The Iowa Playwrights Workshop—the University of Iowa's MFA Program in Playwriting—is an intensive three-year program dedicated to educating playwrights for the professional theatre. We train talented playwrights and collaborative theatre artists who will lead the American theatre in the creation of new works and the training of future generations of playwrights.
The Playwrights Workshop was founded in 1971, but a strong tradition in playwriting has existed at the University of Iowa since the early 1920s. Graduates have found success in every medium of dramatic writing, including stage, screen, television, and nontraditional performance.
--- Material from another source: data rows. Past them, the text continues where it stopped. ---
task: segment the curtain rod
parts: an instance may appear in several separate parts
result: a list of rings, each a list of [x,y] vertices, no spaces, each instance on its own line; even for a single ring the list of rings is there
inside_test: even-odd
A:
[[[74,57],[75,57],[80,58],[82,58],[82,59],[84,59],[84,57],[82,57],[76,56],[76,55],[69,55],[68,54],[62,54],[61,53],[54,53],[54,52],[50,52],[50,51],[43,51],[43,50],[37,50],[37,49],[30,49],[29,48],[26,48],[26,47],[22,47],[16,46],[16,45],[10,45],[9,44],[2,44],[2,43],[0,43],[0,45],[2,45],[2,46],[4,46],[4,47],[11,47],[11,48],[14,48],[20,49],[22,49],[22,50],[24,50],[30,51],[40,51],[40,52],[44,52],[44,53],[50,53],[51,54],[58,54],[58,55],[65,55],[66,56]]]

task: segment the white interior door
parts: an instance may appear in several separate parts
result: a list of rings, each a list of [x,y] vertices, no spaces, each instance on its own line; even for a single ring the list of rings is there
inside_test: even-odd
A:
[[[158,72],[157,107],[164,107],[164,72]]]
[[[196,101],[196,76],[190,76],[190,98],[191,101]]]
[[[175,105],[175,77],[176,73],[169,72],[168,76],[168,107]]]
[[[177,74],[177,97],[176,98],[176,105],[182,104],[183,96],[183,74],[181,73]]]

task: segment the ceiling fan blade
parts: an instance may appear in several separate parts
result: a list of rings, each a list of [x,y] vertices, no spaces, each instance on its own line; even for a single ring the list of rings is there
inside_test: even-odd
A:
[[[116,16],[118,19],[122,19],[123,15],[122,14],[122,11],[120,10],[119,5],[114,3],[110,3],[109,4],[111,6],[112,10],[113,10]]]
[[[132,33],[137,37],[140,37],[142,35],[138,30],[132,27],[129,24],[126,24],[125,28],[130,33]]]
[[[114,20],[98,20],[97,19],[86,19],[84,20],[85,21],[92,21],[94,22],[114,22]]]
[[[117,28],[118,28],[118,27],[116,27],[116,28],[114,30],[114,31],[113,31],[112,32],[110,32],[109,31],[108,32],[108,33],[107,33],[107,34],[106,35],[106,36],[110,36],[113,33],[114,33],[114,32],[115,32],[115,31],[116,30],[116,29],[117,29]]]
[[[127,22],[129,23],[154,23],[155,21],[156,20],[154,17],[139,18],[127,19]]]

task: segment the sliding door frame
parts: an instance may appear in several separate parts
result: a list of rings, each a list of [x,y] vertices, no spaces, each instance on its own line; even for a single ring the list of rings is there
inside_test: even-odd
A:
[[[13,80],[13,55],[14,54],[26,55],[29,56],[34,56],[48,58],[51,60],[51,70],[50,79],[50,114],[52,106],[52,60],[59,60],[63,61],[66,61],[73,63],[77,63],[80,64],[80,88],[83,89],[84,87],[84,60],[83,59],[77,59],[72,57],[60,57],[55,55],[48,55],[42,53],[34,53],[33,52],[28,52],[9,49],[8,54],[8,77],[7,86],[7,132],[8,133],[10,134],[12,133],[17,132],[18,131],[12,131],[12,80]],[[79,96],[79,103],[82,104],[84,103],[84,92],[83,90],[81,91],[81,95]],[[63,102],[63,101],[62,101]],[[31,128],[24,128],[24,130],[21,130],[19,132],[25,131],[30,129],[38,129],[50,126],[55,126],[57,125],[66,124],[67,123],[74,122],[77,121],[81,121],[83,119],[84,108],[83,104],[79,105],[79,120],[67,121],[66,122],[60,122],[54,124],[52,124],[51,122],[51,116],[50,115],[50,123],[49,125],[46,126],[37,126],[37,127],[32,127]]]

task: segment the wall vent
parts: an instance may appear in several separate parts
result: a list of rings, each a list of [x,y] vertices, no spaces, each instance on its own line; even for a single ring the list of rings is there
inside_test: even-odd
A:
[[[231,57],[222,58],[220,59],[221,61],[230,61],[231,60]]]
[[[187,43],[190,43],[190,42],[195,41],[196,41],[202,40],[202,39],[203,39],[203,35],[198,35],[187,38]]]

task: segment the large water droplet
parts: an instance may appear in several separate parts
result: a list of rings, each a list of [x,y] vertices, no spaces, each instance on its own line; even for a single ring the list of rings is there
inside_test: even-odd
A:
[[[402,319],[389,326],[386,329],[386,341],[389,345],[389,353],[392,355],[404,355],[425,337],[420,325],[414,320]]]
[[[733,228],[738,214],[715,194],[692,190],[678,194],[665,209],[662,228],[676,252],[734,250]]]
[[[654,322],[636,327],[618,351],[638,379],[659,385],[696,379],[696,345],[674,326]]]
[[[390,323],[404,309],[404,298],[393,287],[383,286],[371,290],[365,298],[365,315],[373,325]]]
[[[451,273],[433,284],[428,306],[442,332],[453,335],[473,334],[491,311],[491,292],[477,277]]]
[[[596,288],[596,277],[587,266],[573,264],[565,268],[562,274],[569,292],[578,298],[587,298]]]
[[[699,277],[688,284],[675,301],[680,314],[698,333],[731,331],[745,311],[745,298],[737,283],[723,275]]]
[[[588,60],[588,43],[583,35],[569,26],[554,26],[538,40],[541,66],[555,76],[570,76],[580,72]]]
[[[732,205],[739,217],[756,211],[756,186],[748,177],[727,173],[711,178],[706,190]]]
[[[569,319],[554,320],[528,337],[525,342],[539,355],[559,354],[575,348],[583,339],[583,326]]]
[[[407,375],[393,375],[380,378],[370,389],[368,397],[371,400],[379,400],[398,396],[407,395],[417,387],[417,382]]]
Iowa graduates include the playwrights Tennessee Williams, Lee Blessing, Sherry Kramer, Charles Smith, John O'Keeffe, David Hancock, Naomi Wallace, Rebecca Gilman, David Adjmi, Kirsten Greenidge, and Samuel Hunter, and Jen Silverman; and the film and television writer-producers Richard Maibaum, Norman Felton, Barry Kemp, Rick Cleveland, and Paul Rust. These and many others have exemplified the Iowa tradition of training professional dramatists who are both writers of scripts and texts and collaborative artists who actively engage in the development and production of new work.
The Playwrights Workshop seeks to create conditions in which you can develop your unique voice while freely experimenting with a variety of creative processes and theatrical forms. Your writing is nurtured through both coursework and opportunities to present new work at all stages of development. We believe that only by working with actors, directors, and other collaborators, and by seeing one’s work on stage, can a writer find his or her own theatrical voice. Therefore we offer you a wide variety of opportunities to have your work produced. In addition to weekly staged readings, Gallery productions and workshops take place throughout the academic year. In the spring, the New Play Festival showcases four full productions and staged readings by all students in the Workshop.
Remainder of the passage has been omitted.